Thursday, February 14, 2008

Gone Fishing

The next couple weeks are very full with some workshops, so I won't have time to post as much as I have been. This coming week especially I probably won't be posting. Check back at the end of next week.

Having said that, one FYI and one more post.

The FYI: People have been asking me when we're doing our long retreat. I must say, I sense a certain impatience, as in, Lord, you've been there a month. When are you guys going to get down to business? It's a fair question. Our retreat will begin March 13 and go until April 13. We'll be out of Sydney at a place called Sevenhill, in the southern central part of the state (pretty near Adelaide on the southern shore). It's the place where Australians used to do their entire tertianship, so it's got a lot of history and makes for a neat connection with the older men of the Australian province. I'll provide more information about it as it gets closer, but yes, it really is a 30 day silent retreat!

The post:
I've been here a month and really not said too much about Australia itself. Not that I haven't wanted to. I actually have a list a mile long of interesting things I've wanted to share. (Like, how about this: the Australian Parliament began its session Wednesday by together reciting the Our Father. How's that for different than the US?)

(Or this: in Australia, the smaller monetary amounts are in coins: 5 cents, 10 cents, 20 cents, 50 cents, one dollar and two dollars. And what's fascinating to me is, the dollar and two dollar coins are each smaller than the cent coins. 5, 10, 20, 50 each gets bigger than the last, then the one dollar is small again, but thicker, and the two dollar coin smaller still, but thick, too.)

But anecdotes aside, I just wanted to tell you a little bit about what I've learned about the country itself. (Most of which I got from a great book about every part of Australia called In A Sunburned Country by Bill Bryson. I highly recommend it; I will be stealing stories from it regularly. Thanks to Aunt Kathleen and Uncle Stan for giving it to me at Christmas.)

Australia consists of six states and two territories that function similarly to the District of Columbia. In the South East there's New South Wales (that's where Sydney is); Victoria is farther south still -- that's where Melbourne is, which is almost the same size as Sydney (about 3.5 mil). West of there is South Australia; farther west still is the massive area known as Western Australia. I'd say it's about one third of the country in size. (And given that the country is about the same size as the continental U.S., that's a huge honking tract of land.) Perth is the main city in South Australia; a lot of the rest is desert. One of the guys here was talking about how Perth is so vastly separate from most of the rest of the "civilized" country -- most of which occurs along the southeast shore (some call it the Boomerang Coast) -- that there was talk among some at one point of it seceding from the rest of Australia.

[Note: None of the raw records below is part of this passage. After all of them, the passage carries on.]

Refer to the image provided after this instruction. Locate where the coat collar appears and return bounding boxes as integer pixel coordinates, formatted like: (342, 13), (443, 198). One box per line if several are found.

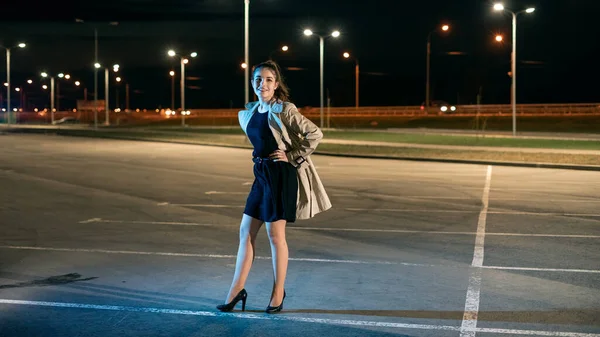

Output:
(246, 100), (283, 113)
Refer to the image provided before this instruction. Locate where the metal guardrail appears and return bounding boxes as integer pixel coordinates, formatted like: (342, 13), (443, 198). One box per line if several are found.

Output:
(8, 103), (600, 122)
(178, 103), (600, 117)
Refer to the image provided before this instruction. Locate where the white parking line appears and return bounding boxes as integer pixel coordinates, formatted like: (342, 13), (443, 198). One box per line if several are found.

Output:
(79, 218), (221, 227)
(481, 266), (600, 274)
(156, 202), (600, 218)
(79, 217), (600, 239)
(0, 299), (600, 337)
(460, 165), (492, 337)
(0, 246), (412, 267)
(0, 245), (600, 274)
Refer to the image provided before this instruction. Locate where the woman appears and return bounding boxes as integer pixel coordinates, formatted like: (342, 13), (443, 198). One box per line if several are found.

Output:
(217, 61), (331, 313)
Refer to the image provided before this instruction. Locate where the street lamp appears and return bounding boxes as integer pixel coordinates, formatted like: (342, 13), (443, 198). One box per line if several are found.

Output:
(167, 50), (198, 126)
(244, 0), (250, 104)
(494, 3), (535, 136)
(304, 29), (340, 128)
(75, 19), (119, 129)
(104, 64), (119, 126)
(269, 45), (290, 60)
(0, 43), (26, 125)
(343, 53), (359, 109)
(40, 72), (54, 124)
(425, 25), (450, 112)
(169, 70), (175, 111)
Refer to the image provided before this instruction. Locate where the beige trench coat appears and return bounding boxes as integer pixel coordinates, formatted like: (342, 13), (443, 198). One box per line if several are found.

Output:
(238, 101), (331, 220)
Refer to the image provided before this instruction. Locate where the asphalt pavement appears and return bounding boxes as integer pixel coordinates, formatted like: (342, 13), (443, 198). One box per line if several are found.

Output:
(0, 134), (600, 337)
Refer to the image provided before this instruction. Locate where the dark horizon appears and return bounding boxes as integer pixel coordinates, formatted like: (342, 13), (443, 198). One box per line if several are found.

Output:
(0, 0), (600, 109)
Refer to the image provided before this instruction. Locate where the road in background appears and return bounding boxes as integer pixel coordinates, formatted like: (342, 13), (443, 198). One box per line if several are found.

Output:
(0, 134), (600, 336)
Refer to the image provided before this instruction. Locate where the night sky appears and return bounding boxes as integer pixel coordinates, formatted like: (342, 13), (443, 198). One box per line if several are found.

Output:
(0, 0), (600, 109)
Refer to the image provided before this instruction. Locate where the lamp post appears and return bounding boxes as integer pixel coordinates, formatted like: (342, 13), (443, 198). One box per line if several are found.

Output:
(0, 43), (26, 125)
(269, 45), (290, 61)
(41, 72), (54, 124)
(167, 50), (198, 126)
(494, 3), (535, 136)
(425, 25), (450, 112)
(75, 19), (119, 129)
(169, 70), (175, 111)
(94, 63), (119, 126)
(56, 73), (71, 111)
(304, 29), (340, 128)
(343, 53), (360, 109)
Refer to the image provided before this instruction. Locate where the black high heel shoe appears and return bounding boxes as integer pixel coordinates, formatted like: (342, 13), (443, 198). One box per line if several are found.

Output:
(265, 290), (285, 314)
(217, 289), (248, 312)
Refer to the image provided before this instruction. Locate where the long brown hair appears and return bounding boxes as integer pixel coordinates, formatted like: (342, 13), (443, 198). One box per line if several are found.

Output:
(252, 60), (290, 102)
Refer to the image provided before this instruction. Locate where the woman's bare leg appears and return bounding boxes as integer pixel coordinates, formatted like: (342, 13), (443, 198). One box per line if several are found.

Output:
(267, 220), (289, 306)
(225, 214), (263, 303)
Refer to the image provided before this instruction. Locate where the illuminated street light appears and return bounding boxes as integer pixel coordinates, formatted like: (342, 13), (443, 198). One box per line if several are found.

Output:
(494, 3), (535, 136)
(0, 43), (26, 125)
(425, 25), (450, 111)
(304, 29), (340, 128)
(342, 52), (360, 108)
(167, 49), (198, 126)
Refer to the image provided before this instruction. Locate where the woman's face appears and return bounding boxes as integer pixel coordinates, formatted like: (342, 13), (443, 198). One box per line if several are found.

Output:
(252, 67), (279, 102)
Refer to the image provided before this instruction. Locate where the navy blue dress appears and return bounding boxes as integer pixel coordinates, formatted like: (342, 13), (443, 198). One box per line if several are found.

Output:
(244, 110), (298, 222)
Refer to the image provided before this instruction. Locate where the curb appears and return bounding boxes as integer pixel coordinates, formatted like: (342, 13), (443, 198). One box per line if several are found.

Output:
(5, 129), (600, 171)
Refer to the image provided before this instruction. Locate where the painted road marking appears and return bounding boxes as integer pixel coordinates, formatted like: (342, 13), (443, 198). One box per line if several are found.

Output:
(460, 165), (492, 337)
(0, 299), (600, 337)
(79, 217), (600, 239)
(0, 245), (600, 274)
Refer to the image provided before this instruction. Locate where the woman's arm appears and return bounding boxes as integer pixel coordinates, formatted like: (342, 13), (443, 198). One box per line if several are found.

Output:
(283, 103), (323, 166)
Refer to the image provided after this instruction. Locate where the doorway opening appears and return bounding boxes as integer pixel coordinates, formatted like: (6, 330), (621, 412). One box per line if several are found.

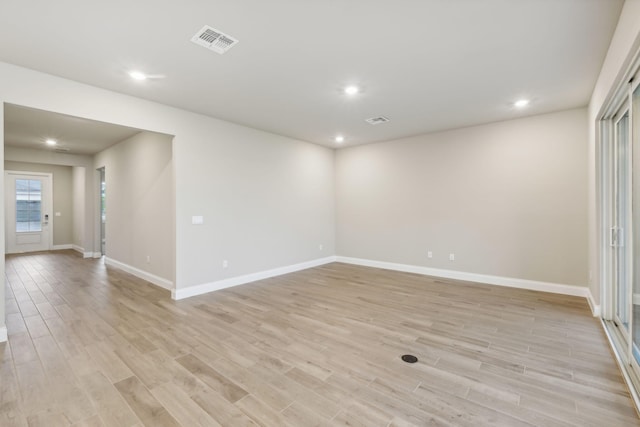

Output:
(5, 171), (53, 254)
(98, 167), (107, 256)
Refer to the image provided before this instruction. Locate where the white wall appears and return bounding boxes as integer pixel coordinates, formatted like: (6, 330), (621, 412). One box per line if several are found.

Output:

Anyway, east of Western Australia, to the north of South Australia, is the Northern Territory. It has an area of 523,000 square miles, about 20% of the whole of the continent. And in 1998 the citizens received the option of becoming Australia's seventh state. They refused. Apparently they enjoy the status they have. From what Bryson writes, the far north is quite tropical, lush. The big city is a place called Darwin (also called the "Top End"). I don't know how exactly it got that name, and the chances of me seeing it are quite low, but I love it just because it has that name Darwin. It's a great name for a town. The kind of place I'd expect to see all kinds of interesting creatures.

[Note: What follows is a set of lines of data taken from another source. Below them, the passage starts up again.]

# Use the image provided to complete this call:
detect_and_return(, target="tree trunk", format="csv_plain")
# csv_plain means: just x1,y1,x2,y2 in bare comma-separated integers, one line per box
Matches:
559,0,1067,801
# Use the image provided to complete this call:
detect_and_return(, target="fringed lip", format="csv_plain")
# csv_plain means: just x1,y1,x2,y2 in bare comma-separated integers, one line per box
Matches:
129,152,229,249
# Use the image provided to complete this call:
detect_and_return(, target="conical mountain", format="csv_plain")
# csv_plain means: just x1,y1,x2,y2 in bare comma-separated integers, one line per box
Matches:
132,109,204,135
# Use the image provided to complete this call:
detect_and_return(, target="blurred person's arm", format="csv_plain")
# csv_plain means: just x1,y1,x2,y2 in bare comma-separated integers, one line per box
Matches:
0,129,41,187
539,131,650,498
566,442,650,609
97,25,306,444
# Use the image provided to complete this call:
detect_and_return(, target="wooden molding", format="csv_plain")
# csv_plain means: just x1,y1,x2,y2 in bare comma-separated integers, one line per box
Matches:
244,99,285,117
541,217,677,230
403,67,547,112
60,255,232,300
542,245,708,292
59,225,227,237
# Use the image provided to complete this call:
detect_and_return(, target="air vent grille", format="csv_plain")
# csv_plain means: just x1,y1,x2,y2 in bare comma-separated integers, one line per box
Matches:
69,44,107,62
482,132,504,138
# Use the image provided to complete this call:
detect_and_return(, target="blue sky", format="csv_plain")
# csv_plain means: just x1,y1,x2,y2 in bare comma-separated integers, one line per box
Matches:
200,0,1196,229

To the east of the Northern Territory is Queensland. And by the way, don't ask me why the one is called the Northern Territory and the other is called South (instead of Southern) Australia. Or why they never came up with names like Victoria or Queensland. Like Bob would be nice. Sort of goes with Victoria. Hello, this is Bob, and this is Victoria.

Anyway, east of NT is Queensland. The Great Barrier Reef is there -- I just read that it's equivalent in length to the entire west coast of the United States. Somewhere between 280000 and 344000 square kilometers. Also about a million different species of fish and aquatic life, many of which can kill you, or make you wish you were dead. (There are actually critters living in cone shells -- sea shells lying on the sand, we're talking about here -- that will poison you if you pick them up. There's a jellyfish called the box jellyfish that's the most deadly creature on earth. Though it lives only on tiny shrimp, and is only 6-8 inches long, its tentacles are each instant death for humans.

Don't let that put you off, though. They say the Reef is beautiful.)



The last state of Australia is Tasmania, which is little island on the southern end, south of Melbourne. On the right, a real Tasmanian devil.

From what I gather, this real Tasmanian devil does not spin at all. The Looney Toons of my youth were filled with lies. I feel totally cheated.




Darn thing looks more like a pig than a devil.




The last territory is the ACT -- Australian Capitol Territory. It's the District of Columbia of Australia, the land surrouding the capitol city of Canberra.

There's so much more to tell you, but for now it'll have to wait. Go read Bill Bryson's book, and I'll see you in a couple weeks with stories of Arthur Phillips, James Cook, Uluru and the great possibility that if you never hear from me again it's because I have been eaten by a saltwater crocodile.